>[DHF]:
>> Once you see the point of Odom's construction, you easily see this
>> variation:
>>
>> Stick two squares together along one side AB. Draw the circumcircle
>> around the resulting 2x1 rectangle. Extend AB to meet the circle in C.
[APH]
>This is algebraically much simpler than the Odom's.
>
>* In Odom's figure:
>Draw the altitude from D, intersecting AB, EF, and the circumference at
>H, I, K, resp., and call: BC = x, IK = y.
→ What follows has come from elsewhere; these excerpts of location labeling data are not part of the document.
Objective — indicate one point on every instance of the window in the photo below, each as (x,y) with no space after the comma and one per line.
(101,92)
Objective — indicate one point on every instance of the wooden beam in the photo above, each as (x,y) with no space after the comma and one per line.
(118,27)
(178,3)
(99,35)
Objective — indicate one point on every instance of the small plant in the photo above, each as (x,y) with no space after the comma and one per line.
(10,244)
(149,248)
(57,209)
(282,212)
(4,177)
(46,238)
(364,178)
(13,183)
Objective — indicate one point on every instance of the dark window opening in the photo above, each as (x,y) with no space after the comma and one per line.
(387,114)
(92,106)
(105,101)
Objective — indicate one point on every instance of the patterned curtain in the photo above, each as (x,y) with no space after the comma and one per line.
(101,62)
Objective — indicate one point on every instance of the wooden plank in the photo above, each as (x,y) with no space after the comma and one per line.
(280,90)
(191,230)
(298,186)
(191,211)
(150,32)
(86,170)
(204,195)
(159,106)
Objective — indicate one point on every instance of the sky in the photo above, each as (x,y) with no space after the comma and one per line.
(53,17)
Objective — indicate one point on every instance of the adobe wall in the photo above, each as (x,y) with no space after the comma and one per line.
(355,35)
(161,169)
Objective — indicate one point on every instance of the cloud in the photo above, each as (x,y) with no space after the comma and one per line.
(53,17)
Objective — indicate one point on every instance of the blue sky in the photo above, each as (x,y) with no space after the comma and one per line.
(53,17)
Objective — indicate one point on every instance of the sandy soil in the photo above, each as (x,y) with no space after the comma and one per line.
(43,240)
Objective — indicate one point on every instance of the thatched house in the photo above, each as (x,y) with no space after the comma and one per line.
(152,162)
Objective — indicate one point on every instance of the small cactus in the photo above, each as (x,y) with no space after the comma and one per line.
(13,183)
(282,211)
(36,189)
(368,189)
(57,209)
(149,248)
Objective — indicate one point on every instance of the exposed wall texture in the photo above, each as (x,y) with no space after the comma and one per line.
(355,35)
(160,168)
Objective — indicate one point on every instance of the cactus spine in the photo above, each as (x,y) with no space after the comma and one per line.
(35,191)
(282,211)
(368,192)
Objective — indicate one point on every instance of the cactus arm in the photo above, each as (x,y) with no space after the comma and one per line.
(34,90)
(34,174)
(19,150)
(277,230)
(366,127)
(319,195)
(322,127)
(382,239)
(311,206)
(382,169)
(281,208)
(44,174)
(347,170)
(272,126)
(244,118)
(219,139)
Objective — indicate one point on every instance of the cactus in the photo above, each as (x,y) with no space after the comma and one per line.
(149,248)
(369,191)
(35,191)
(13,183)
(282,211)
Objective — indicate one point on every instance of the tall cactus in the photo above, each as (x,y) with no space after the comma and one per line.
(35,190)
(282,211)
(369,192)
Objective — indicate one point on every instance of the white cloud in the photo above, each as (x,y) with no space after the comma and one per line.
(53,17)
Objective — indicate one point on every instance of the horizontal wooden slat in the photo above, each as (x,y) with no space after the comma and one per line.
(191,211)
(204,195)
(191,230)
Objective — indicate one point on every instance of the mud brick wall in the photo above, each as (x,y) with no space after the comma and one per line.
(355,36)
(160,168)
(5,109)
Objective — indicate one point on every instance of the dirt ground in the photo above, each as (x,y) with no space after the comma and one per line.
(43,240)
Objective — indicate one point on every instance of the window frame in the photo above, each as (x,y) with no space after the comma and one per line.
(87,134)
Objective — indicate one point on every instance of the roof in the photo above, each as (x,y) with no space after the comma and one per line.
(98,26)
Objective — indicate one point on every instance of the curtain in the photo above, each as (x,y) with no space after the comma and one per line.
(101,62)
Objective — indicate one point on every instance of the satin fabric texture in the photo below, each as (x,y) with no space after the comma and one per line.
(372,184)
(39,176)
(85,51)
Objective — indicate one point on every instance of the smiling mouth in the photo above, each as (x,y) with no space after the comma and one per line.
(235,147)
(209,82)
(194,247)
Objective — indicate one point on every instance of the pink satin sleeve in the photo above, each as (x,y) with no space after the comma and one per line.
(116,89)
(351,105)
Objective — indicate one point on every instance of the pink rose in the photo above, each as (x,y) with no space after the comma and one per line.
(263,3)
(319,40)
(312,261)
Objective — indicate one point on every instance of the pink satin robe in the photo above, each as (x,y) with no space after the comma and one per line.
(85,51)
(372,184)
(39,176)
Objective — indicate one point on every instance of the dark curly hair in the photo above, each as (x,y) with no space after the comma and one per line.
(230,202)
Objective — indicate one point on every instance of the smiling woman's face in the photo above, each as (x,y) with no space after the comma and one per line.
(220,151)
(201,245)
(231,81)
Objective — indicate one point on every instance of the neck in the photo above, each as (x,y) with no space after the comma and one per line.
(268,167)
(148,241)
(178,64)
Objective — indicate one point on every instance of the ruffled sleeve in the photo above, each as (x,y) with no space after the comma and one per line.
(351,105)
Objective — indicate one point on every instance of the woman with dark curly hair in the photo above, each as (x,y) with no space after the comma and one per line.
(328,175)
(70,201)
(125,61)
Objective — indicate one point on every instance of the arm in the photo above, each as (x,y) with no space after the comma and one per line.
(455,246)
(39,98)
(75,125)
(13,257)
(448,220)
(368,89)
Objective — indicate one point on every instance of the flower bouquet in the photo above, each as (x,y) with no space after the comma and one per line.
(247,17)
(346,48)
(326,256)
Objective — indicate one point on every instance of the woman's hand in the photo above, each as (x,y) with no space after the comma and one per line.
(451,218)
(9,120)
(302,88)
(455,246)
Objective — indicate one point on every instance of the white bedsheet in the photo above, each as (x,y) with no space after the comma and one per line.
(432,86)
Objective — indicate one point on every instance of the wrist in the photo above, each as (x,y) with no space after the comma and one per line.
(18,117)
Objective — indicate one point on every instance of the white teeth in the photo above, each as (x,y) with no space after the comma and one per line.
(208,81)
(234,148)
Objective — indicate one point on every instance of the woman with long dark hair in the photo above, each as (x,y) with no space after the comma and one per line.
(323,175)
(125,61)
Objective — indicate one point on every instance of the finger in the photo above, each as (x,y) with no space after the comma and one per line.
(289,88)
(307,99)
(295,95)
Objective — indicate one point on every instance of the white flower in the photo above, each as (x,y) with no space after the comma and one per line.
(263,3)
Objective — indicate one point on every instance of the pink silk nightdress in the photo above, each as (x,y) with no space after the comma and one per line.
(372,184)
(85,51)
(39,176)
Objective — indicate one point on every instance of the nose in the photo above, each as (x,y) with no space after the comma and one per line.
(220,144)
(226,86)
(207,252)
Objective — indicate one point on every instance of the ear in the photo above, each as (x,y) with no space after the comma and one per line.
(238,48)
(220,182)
Also, let C' be the point that
>AB intersects the arc ED.
>
> D
> /|\
> / | \
> / | \
> C'-----A---H---B-----C
> / | \
> / | \
> / | \
> E-------I-------F
>
...
[DHF]
Or use the intersecting chore theorem (Elements IV ?) on the chords C'BC
and DBF, and the same thing in the rectangle figure!
PS Then, later, Antreas says
[APH]
...
>Let us assume that DE = EF = FD = 1.
>
>With respect to point B, we have:
>
> BD * BF = BC * BC' = BC * (AB + AC'),
>
>and since:
>
> AC' = BC = x, AB = EF/2 = DB = BF = 1/2, we get:
>
>1/2 * 1/2 = x * (1/2 + x) ===> x = (sqrt(5) - 1) / 4
>
>etc
[DHF]
There's no need to evaluate lengths when you use the Elements Definition IV 4
of division in extreme and mean ratio!
PS I'm off to get the train to England in a couple of hours, so you won't
hear anything more from me for a while.